AMERİKA’NIN İNSANLIK SUÇLARI
Afganistan’da yenilerek ülkeyi terk edince ”medeniyet ışığı
söndü” diyerek Amerika’yı işgal ettiği ülkelere medeniyet ışığı saçan bir
devlet gibi gösterenler oldu. Amerika işgal ettiği topraklara medeniyet ışığı
filan götürmez, barut götürür, bomba götürür, ölüm götürü, zulüm götürür.
Bu medeni Amerika kurulduğu tarihten bu yana neler yapmış özetleyelim:
KURULUŞUNDA KATLİAMLAR VAR
Amerika kurulduğundan bu yana insanlık suçu işleye işleye
büyüdü. Büyüme oranı, işlediği insanlık suçları ile orantılı gitti. Emperyalizm
kan içerek büyür; ne kadar çok katliam, sömürü ve doğa tahribatı o kadar hızlı
büyüme.
Amerika bağımsızlığını İngiltere ile savaşarak elde etti.

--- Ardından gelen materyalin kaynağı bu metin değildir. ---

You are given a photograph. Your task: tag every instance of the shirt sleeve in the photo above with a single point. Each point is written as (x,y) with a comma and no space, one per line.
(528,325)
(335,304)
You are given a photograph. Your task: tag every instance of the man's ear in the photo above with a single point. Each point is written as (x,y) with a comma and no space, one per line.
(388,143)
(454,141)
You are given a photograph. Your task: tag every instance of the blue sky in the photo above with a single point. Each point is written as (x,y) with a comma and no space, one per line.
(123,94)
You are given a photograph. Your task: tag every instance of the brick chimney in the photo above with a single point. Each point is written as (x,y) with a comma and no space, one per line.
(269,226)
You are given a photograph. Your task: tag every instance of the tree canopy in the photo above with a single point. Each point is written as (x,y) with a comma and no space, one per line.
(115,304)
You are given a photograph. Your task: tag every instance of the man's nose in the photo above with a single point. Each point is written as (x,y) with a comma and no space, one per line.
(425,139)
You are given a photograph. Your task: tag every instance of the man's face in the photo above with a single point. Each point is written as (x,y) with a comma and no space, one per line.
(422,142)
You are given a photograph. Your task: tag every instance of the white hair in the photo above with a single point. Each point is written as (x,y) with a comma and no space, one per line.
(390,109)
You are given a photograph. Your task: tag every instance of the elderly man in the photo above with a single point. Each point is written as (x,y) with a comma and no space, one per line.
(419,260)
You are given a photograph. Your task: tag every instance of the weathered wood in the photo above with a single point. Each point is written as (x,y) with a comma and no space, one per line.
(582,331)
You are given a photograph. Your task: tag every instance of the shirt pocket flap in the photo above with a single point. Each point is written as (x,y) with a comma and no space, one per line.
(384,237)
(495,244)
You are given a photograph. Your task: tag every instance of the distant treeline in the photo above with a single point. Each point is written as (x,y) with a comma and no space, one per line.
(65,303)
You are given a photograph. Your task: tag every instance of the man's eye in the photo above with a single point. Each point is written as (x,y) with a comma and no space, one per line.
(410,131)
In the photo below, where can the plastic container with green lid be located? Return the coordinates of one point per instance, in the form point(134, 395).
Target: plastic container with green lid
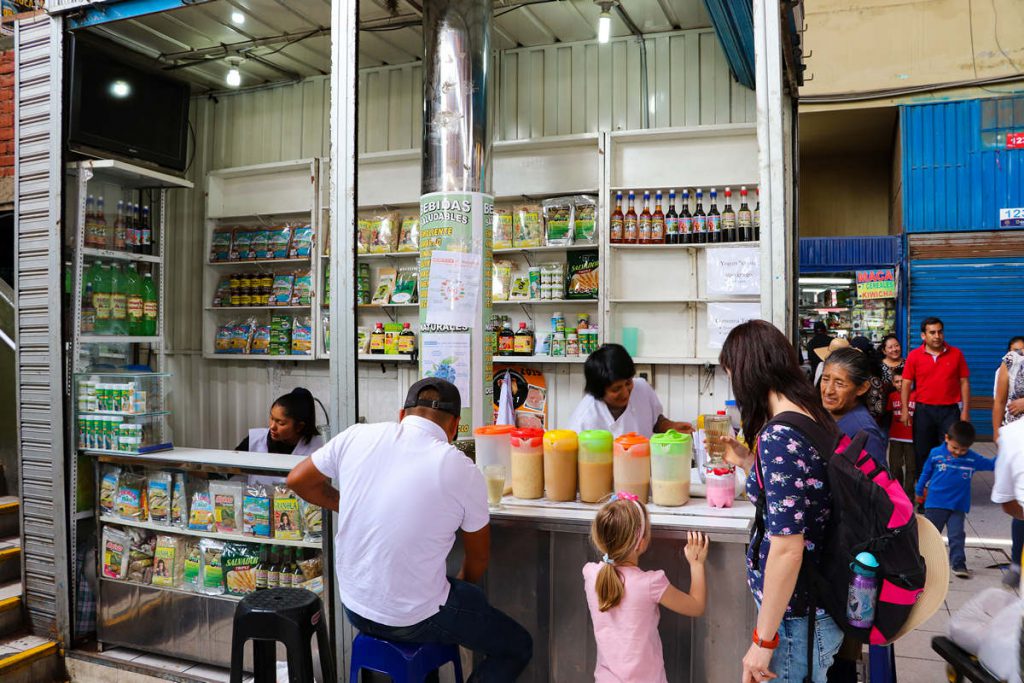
point(671, 459)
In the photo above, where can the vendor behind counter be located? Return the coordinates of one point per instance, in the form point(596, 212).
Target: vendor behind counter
point(292, 428)
point(619, 401)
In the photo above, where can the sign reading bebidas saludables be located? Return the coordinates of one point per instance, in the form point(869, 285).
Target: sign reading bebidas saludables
point(456, 268)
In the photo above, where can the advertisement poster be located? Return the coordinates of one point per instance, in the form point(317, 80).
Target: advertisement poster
point(529, 394)
point(455, 300)
point(733, 271)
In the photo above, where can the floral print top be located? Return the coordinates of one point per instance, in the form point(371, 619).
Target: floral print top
point(798, 501)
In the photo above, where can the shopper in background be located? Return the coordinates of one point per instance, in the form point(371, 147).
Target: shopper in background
point(846, 381)
point(768, 382)
point(944, 488)
point(403, 493)
point(293, 427)
point(617, 400)
point(938, 374)
point(819, 340)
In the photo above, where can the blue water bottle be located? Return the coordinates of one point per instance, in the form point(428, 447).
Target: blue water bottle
point(863, 591)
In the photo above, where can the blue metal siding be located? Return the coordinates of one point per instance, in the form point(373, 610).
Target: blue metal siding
point(980, 301)
point(951, 180)
point(835, 254)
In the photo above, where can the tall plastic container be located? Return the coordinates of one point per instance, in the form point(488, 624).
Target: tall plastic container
point(595, 465)
point(526, 447)
point(494, 446)
point(560, 447)
point(671, 459)
point(631, 465)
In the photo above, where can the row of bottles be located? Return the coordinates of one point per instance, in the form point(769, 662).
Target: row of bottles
point(118, 300)
point(131, 230)
point(278, 569)
point(683, 226)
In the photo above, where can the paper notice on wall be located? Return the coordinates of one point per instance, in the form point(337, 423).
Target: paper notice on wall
point(733, 270)
point(448, 355)
point(723, 316)
point(454, 289)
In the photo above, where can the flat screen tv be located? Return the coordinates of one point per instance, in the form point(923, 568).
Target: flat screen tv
point(126, 111)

Bağımsızlığını ilan ettiği topraklara ise Kızılderilileri öldüre öldüre sahip
oldu. Bağımsızlık bildirisinde bile onlardan “Acımasız vahşiler” diye söz
edilir. Bağımsızlık bildirisini kaleme alan Thomas Jefferson Kızılderililerin
topraklarını ele geçirmenin beyazların hakkı olduğunu söyler. İlk
cumhurbaşkanlarından John Adams’ göre Kızılderililer “Kanlı av köpekleridir”.
20 milyonun üzerinde Kızılderili ya öldürülmüş ye da ölümcül
şartlar içine itilmiştir. Çeşitli işkencelere, tecavüzlere, hastalığa, açlığa
ve sürgüne maruz bırakılmış, çocuk kadın demeden acımasızca
katledilmiştir. İlk biyolojik silah
onlar için kullanılmış, çiçek virüsü bulaştırılmış battaniyeler verilerek
binlerce Kızılderili ölüme terk edilmiştir. Amerikan hükümeti her Kızılderili
kafatası için 5 dolar vererek adeta soykırım yapmıştır. Bununla yetinilmemiş,
Kızılderililerin en önemli besin kaynağı olan bizonlar da öldürülüp
Kızılderililer açlığa mahkûm edilmiştir. İlk zamanlar kuzey Amerika’da 50
milyon bizon varken 1889’da ülkede sadece 540 bizon kalmıştı.
KATLİAMLARA DEVAM
Amerika ülke dışındaki katliamlara erken başladı. 1899’dan
1902’ye kadar Filipinleri zapturapt altına almak için yapılan askeri harekâtta
200.000 Filipinli can vermiş, on binlercesi yaralanmış ve işkence görmüştü.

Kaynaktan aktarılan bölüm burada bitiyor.